- A new study from the National Restaurant Association, in partnership with Technomic, shows that 43% of consumers want to place orders via a restaurant's app, but only 18% of operators offer mobile ordering via their own app.
- Twenty-nine percent of operators say they are lagging the industry when it comes to technology.
- Ninety-one percent of consumers placed delivery orders directly through a restaurant's app or website within the past year, while 60% said they used a third-party delivery service.
The study also found an even split of consumers (35%) who prefer a restaurant's native channels to customize their meals and customers who prefer third-party apps for speed, which reflects an interesting paradox taking place in today's industry. Should restaurants prioritize investments in their own apps, especially if they're relying on third-party aggregates to facilitate delivery orders?
According to this study, they should prioritize both their in-house technology and the assets of outside partners. This strategy is beginning to catch on, with multiple major restaurant chains deploying hybrid delivery models. Panera, for example, developed a profitable in-house delivery model a few years ago, but recently added partnerships with Uber Eats, Grubhub and DoorDash to complement that system. Outback Steakhouse and Pizza Hut have also launched similar programs this year.
Co-existence with third-party providers seems to be a particularly viable solution for restaurant operators in general considering the pace at which these technologies are moving. Aside from cost, operators cited not enough consumer demand as one of the major reasons their technology has fallen behind industry standards. But the National Restaurant Association data shows otherwise.

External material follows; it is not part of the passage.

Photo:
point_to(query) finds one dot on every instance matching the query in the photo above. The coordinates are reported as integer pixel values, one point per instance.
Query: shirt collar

Fifty-six percent of consumers, for example, place delivery orders via restaurant websites, but just 45% offer this option.
Considering the report's finding that a majority — 60% — of restaurant occasions are now off-premises, disparities between diner desire for mobile ordering and restaurants' lackluster offerings will have to close, and quick, in order for operators to compete for traffic and transactions. Diners clearly expect off-premise options, whether via drive-thru, carryout or delivery, and investing in technologies that enable these channels is the only way to get there.
It seems restaurants are feeling the pressure to bridge this gap — 78% of restaurant operators consider off-premises programs to be a strategic priority. And, according to the National Restaurant Association's annual State of the Industry report released in April, 70% of QSR operators planned to invest more in customer-facing, service-based technology like online or app ordering, mobile payments and delivery management this year.